# Time Series: Phone Broadcast Data

<br />
<br />

### Table of Contents

* Introduction
* Fixing the File
* Strings to Timestamps
* Time Deltas
* Time Series
* Frequency Histograms
* Looking at the Full Dataset

<br />
<br />

## Introduction

Dealing with time can be a pain - especially with datasets that have different time formats in each file. This notebook shows how to convert time stamps into useful formats, and use those to manipulate and bin time series to count events and investigate frequencies. 

In [None]:
# Also see
# http://pandas.pydata.org/pandas-docs/stable/timeseries.html

In [None]:
import os
os.listdir('../input/')

In [None]:
import pandas as pd
import numpy as np
from pprint import pprint

## Fixing The File

We'll start with the AllBroadcasts.csv data file. This file is fine for the first 50 lines or so, but it chokes on the whole file because of stray commas.

In [None]:
all_broadcasts = pd.read_csv('../input/AllBroadcasts.csv',nrows=50,header=0)

In [None]:
# Loading all of the data chokes on a column with commas
#all_broadcasts = pd.read_csv('data/AllBroadcasts.csv',nrows=1000,header=0)

In [None]:
with open('../input/AllBroadcasts.csv','r') as f:
    lines = f.readlines()
lc = set()
for line in lines:
    lc.add( len( line.split(",") ) )

In [None]:
print(lc)

We are expecting five fields (four commas) based on the file header, but we have some lines with no commas (probably an empty line) and some lines with 1, 2, or more extra commas:

In [None]:
print(lines[0])

In [None]:
Here's an example of one of those lines - it consists of the first two fields, UserId and UUID, which are parsed fine, but an Extras column containing commas. Then the Action and timestamp columns are also parsed okay.

In [None]:
sp = lines[73].split(",")
print(sp)
print(len(sp))

Our parsing strategy, when there are more than 4 commas, is to split into tokens, then recombine all the middle tokens. We can get a list of token indexes that are the "middle" (excluding the first two and last two items) using `range(2, len(sp)-2 )` - except that excludes the last number, so we should actually use `range(2, (len(sp)-2)+1)`.

In [None]:
#print len(sp)
new_sp = []

new_sp.append(sp[0].strip())
new_sp.append(sp[1].strip())

# This one-liner uses a list comprehension to collect each of the middle pieces
# then concatenates everything together with "".join()
middle_token = "".join([sp[j].strip() for j in range(2, len(sp)-2 + 1)])
new_sp.append(middle_token)

new_sp.append(sp[-2].strip())
new_sp.append(sp[-1].strip())

print(new_sp)

In [None]:
def strip_non_ascii(string):
    ''' Returns the string without non ASCII characters'''
    stripped = (c for c in string if 0 < ord(c) < 127)
    return ''.join(stripped)

# Note that clean_line returns a list of string tokens, not a string.
def clean_line(line):
    
    line2 = strip_non_ascii(line)
    sp = line2.split(",")
    
    if(len(sp)==5):
        return sp
    
    elif(len(sp) is not 5 and len(sp)>2):
                
        new_sp = []
        
        new_sp.append(sp[0])
        new_sp.append(sp[1])

        # This one-liner uses a list comprehension to collect each of the middle pieces
        # then concatenates everything together with "".join()
        middle_token = "".join([sp[j] for j in range(2, len(sp)-2 + 1)])
        new_sp.append(middle_token)

        new_sp.append(sp[-2])
        new_sp.append(sp[-1])
        
        return new_sp


In [None]:
clean_headers = strip_non_ascii(lines[0]).strip().split(",")

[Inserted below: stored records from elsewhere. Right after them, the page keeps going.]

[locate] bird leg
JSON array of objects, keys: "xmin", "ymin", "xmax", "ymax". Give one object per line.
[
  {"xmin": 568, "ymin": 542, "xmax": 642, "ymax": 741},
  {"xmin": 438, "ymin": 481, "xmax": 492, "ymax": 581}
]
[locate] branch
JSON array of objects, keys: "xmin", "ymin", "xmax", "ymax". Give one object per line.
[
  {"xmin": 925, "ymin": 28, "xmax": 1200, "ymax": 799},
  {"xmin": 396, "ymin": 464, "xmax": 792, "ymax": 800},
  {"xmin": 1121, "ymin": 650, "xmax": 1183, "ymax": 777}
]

# Start at second line (skip header) and end at second-to-last line 
# (arrrrrg, blank lines cause blank lists which cause Pandas problems)
# (could add an if to the list comprehension too - if line not [])
clean_tokens = [clean_line(line) for line in lines[1:-1]]
print(clean_headers)

In [None]:
all_broadcasts_full = pd.DataFrame(clean_tokens, columns = clean_headers)
print(all_broadcasts_full.shape)

In [None]:
print(all_broadcasts_full.columns)

Success! We now have all 170,000+ lines of this file loaded into a DataFrame.

In [None]:
## Strings to Timestamps

The AllBroadcasts.csv data file contains timestamps as strings. We can convert these to more useful objects.

In [None]:
#print all_broadcasts
#print all_broadcasts['timestamp']
print(all_broadcasts['timestamp'].loc[0])
print(type(all_broadcasts['timestamp'].loc[0]))

This is the optimal situation - we're given a nicely-formatted timestamp as a string that we can definitely turn into a date.

In [None]:
list_of_strings = all_broadcasts['timestamp'].tolist()
print(all_broadcasts['timestamp'].describe())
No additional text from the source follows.